Issue 1: * It is necessary for a Muslim to believe in the fundamentals of faith with his own insight and understanding, and he cannot follow anyone in this respect i.e. he cannot accept the word of another who knows, simply because he has said it. However, one who has faith in the true tenets of Islam, and manifests it by his deeds, is a Muslim and Mo’min, even if he is not very profound, and the laws related to a Muslim will hold good for him. In matters of religious laws, apart from the ones clearly defined, or ones which are indisputable, a person must:
- either be a Mujtahid (jurist)** himself, capable of inferring and deducing from the religious sources and evidence;
- or if he is not a Mujtahid himself, he should follow one, i.e. he should act according to the verdicts (Fatwa) of the Mujtahid;
- or if he is neither a Mujtahid nor a follower (Muqallid), he should act on such precaution which should assure him that he has fulfilled his religious obligation. For example, if some Mujtahids consider an act to be haraam, while others say that it is not, he should not perform that act.
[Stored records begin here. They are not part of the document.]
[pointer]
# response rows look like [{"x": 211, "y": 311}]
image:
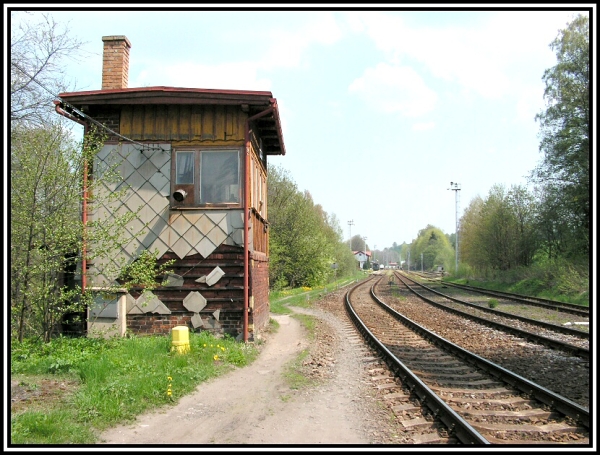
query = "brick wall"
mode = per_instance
[{"x": 115, "y": 62}]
Similarly, if some Mujtahid consider an act to be obligatory (Wajib) while others consider it to be recommended (Mustahab), he should perform it. Therefore, it is obligatory upon those persons who are neither Mujta hids, nor able to act on precautionary measures (Ihtiyat), to follow a Mujtahid.P
** Mujtahid is a jurist competent enough to deduce precise inferences regarding the commandments from the holy Qur’an and the Sunnah of the holy Prophet by the process of Ijtihad. Ijtihad literally means striving and exerting. Technically as a term of jurisprudence it signifies the application by a jurist of all his faculties to the consideration of the authorities of law with a view to finding out what in all probability is the law. In other words Ijtihad means making deductions in matters of law, in the cases to which no express text is applicable. (See, Baqir Sadr, A Short History of ‘llmul Usul, ISP, 1984).
Issue 2684: * If a person swears to confirm that he is telling the truth, and if that is actually the truth, his taking of the oath is Makrooh; and if it is a lie, his taking of the oath is haraam. In fact, to make a false oath in the cases of dispute is a major sin. However, if a person takes a false oath in order to save himself, or another Muslim from the torture of an oppressor, there is no objection in it, in fact, at times it becomes obligatory. However, if a person can resort to ‘Tauriyat’ (dissimulation), that is, if at the time of taking an oath, he makes a vague, feigned utterance with no intention of resorting to falsehood, then it is better for him to do so. For example, if an oppressor or a tyrant who wants to harm someone asks him whether he has seen that person, and he had seen him an hour earlier, he would say that he has not seen him, meaning in his mind that he has not seen him during the last few minutes.